Day 14 - Operating on Lists

Skills: None

Pre-reading: 5.1.4 (aside from 5.1.4.1), 5.1.6

Reference: For all work with tables, refer to the Tables page in the menu at the top of the page!

Intro (20 mins)

  • Last time we saw operations on lists of numbers from math and statistics. Today we are going to dive into many more built in operations on lists that come from lists.
  • Imagine a list of discount codes used by a magazine:
    discount-codes = [list: "NEWYEAR", "student", "NONE", "student", "VIP", "none"]
  • Which may have come from a column of a table. As part of data cleaning, one thing you might want to do first is figure out what are the distinct codes used.
    import lists as L

    unique-codes = L.distinct(discount-codes)
  • We also have operations on lists that are similar to operations you saw previously on tables. For example, we can L.filter to remove codes that represent no discount (in this case, normalized "none").
    fun is-real-code(code :: String) -> Boolean:
    not(string-to-lower(code) == "none")
    end

    real-codes = L.filter(is-real-code, unique-codes)
  • Like how tables have row-n(), lists have a way of getting an element by position:
    first-code = real-codes.get(0)
  • For tables, we had a few ways of transforming the existing data -- adding a new column with build-column, or transforming a single column with transform-column.

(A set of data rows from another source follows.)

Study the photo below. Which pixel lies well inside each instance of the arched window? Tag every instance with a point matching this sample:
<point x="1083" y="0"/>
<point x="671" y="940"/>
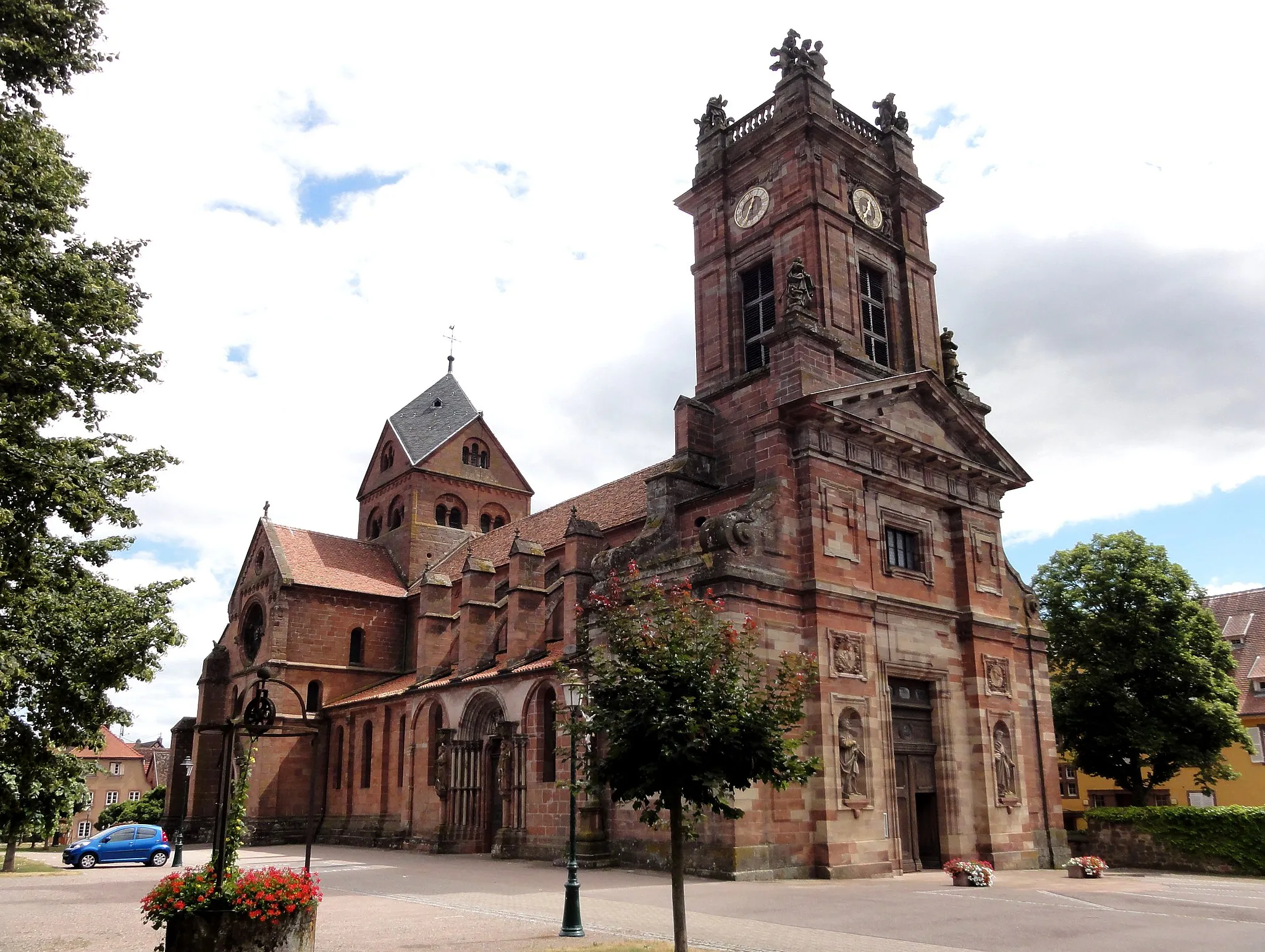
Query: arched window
<point x="400" y="759"/>
<point x="437" y="725"/>
<point x="252" y="631"/>
<point x="338" y="759"/>
<point x="548" y="736"/>
<point x="367" y="754"/>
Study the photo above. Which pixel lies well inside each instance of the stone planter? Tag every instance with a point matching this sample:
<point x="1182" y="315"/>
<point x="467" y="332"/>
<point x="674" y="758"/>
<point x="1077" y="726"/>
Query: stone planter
<point x="232" y="932"/>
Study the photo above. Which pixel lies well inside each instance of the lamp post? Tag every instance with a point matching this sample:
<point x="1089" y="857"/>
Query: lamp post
<point x="179" y="853"/>
<point x="572" y="693"/>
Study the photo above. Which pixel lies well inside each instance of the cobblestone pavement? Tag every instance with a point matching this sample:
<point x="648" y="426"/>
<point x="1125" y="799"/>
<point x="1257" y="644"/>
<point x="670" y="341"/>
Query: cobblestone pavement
<point x="393" y="901"/>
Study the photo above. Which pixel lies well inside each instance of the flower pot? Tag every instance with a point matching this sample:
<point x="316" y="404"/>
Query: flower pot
<point x="233" y="932"/>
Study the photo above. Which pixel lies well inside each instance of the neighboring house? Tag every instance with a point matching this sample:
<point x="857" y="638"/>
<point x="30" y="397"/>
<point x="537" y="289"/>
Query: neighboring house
<point x="1242" y="617"/>
<point x="114" y="774"/>
<point x="157" y="760"/>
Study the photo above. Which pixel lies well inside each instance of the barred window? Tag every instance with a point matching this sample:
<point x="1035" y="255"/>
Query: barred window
<point x="875" y="316"/>
<point x="1068" y="781"/>
<point x="758" y="313"/>
<point x="902" y="550"/>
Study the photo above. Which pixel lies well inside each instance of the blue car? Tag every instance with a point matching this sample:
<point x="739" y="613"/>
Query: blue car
<point x="127" y="843"/>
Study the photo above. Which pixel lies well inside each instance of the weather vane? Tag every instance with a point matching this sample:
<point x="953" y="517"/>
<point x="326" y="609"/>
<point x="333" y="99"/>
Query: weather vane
<point x="451" y="337"/>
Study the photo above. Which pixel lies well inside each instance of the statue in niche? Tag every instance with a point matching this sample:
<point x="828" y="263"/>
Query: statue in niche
<point x="949" y="358"/>
<point x="887" y="116"/>
<point x="714" y="117"/>
<point x="852" y="759"/>
<point x="505" y="770"/>
<point x="443" y="769"/>
<point x="1004" y="762"/>
<point x="800" y="288"/>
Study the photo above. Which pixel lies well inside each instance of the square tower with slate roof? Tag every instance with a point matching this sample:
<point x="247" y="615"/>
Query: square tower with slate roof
<point x="833" y="478"/>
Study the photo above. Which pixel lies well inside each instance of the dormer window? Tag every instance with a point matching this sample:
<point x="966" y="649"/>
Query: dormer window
<point x="758" y="313"/>
<point x="475" y="453"/>
<point x="875" y="316"/>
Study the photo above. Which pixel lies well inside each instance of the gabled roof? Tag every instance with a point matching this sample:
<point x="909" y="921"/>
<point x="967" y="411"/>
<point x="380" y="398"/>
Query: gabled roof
<point x="610" y="505"/>
<point x="432" y="417"/>
<point x="116" y="749"/>
<point x="333" y="561"/>
<point x="977" y="444"/>
<point x="1242" y="615"/>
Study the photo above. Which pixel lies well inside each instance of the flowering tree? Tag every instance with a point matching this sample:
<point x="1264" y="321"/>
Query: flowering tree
<point x="687" y="710"/>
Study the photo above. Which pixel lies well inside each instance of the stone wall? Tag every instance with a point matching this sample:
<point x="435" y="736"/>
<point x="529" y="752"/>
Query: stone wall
<point x="1125" y="845"/>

Since lists have only a single value, there is only one version, called L.map.
  • We can use this to, e.g., get lowercase versions of each discount code:
    lower-codes = L.map(string-to-lower, codes-real)

Class Exercise (35 mins)

  • Using the discount codes from the intro, first apply L.distinct to remove duplicates, then use L.map with string-to-upper to convert all codes to uppercase. How many unique codes do you have after cleaning?
  • Given this list of survey responses: [list: "yes", "NO", "maybe", "Yes", "no", "Maybe"], use L.distinct and L.map to create a list of unique responses in lowercase. Then use L.filter to keep only definitive answers (filter out "maybe").
  • Create a table of product prices:
    products =
    table: name, price
    row: "laptop", 999.99
    row: "mouse", 25.50
    row: "keyboard", 75.00
    row: "monitor", 299.99
    end
    Extract the price column and use L.filter to find products under $100. Then use L.map to apply a 10% discount to those prices.
  • Take the list [list: "apple", "banana", "cherry", "date", "elderberry"] and use .get() to access the third item (remember: 0-indexed). Separately, use L.filter to keep only fruits with names longer than 5 characters.
  • Load the Boston employees dataset (as in previous days), extract the "NAME" column, and use L.filter to find names that contain "Smith".
  • Create a list of student names: [list: "alice", "Bob", "CHARLIE", "diana"]. Use L.map to normalize all names to proper case (first letter uppercase, rest lowercase). You'll need to write a helper function that uses string-to-upper on the first character and string-to-lower on the rest, and use string-substring to extract the first characetr and rest.

Wrap-up (5 mins)